LES ANGES DU PECHE

Tourné en plein sous l’occupation, dans des conditions rudes (on voit parfois la fumée de froid s’échapper des lèvres des actrices lorsqu’elles s’expriment), Les anges du péché est le premier film « public » de Robert Bresson (il a toujours refusé que l’on diffuse Affaires publiques, son véritable premier film).

En dépit de ce statut de film de début de carrière, il laisse entrevoir une maturité intellectuelle de haut niveau et, surtout, une intransigeance esthétique radicale, laquelle constituera d’ailleurs l’élément majeur du style bressonien par la suite.

Sobre et efficace, le scénario va droit à l’essentiel : une jeune fille de bonne famille arrive dans un couvent de bénédictines et reçoit le nom de sœur Anne-Marie.

Rien de bien extraordinaire se dira-t-on. Mais la venue de cette jeune recrue pure et innocente est en réalité ambigüe. Car il ne s’agit pas d’un couvent ordinaire. La congrégation y est essentiellement composée de criminelles repenties. Que vient donc chercher la blanche colombe parmi les « sœurs de misères » ?

Les anges du péché, réalisé par Robert bresson et sorti en 1943

Louise Pauline Mainguené, Renée Faure et Mila Parély dans Les anges du péché, réalisé par Robert Bresson et sorti en 1943.

Le plus souvent, les pensionnaires ont eu vent de l’existence du couvent alors qu’elles étaient encore en prison, car la mère prieure s’y rend souvent, pour proposer aux détenues de troquer les cris et la douleur contre les chants et la paix.

Cela coûte, il est vrai, quelques sacrifices mais nul n’ignore que la rédemption a un prix. En acceptant la règle monastique, les prisonnières passent du statut de numéros, anonymes et sans entourage, à celui de sœurs dotées d’un prénom, intégrées dans une famille aimante.

Elles transitent, en somme, du paroxysme des ténèbres à celui de la lumière. Bresson ne s’embarrasse pas de sujets tièdes, il va droit à l’essentiel, dans les extrêmes, et en profite pour poser une question métaphysique centrale : comment se délivrer du mal ?

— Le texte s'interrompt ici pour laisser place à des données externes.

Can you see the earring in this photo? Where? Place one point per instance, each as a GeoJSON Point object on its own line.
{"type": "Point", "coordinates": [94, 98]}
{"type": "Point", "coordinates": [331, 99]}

La solution la plus simple, patiemment décrite au gré des images, c’est l’institution. C’est-à-dire une structure spécialisée dont les membres et les règles se chargent de redéfinir le socle de valeurs de leurs pensionnaires et d’aider à leur rétablissement général. Aujourd’hui banales, puisqu’assurées par toute la panoplie des services sociaux de tous ordres, les missions de ce genre  reposaient autrefois essentiellement sur la grandeur d’âme et de la détermination de certain(e)s.

Mais les couvents (et aujourd’hui les centres de réinsertion, d’accueils et autre pôles emploi) ne peuvent pas tout et ne peuvent pas être parfaits. Ils sont eux aussi soumis à leurs problèmes internes de fonctionnement (forts bien décrits par le film, notamment par la puissance du personnage de la mère prieure).

C’est sur le constat de cette limite des institutions que le scénario (signé jean Giraudoux) s’appuie pour prendre son envol. Ce qu’il semble vouloir dire, c’est que la vraie clé de la rédemption est dans le cœur. Au plus profond de l’être humain.

Car c’est là que se joue l’essentiel de l’expérience humaine. C’est là que réside le point de départ du « sans limite », de la force du renouveau et des révolutions morales. Bresson l’a bien compris et le montre au travers de son personnage central : la sœur Anne-Marie.

Agitée, exaltée, insoumise, la jeune trublionne a tout le mal du monde a à respecter la dure règle bénédictine. Mais elle fait pourtant montre d’une grandeur d’âme supérieure à celle de tout le couvent réuni.

Par-delà les rituels, les cérémonies, les croyances et les intrigues, il y a la vraie puissance de vivre et de transmettre l’envie de vivre. Une force incontrôlable et effrayante pour la plupart des gens mais qui, par sa violence, transforme le monde et les êtres. C’est le très beau message de ce film, que l’on ne se lassera pas de méditer et que l’on retrouvera d’ailleurs, remanié, dans Le procès de Jeanne d’Arc (réalisé par le même Bresson 19 ans plus tard).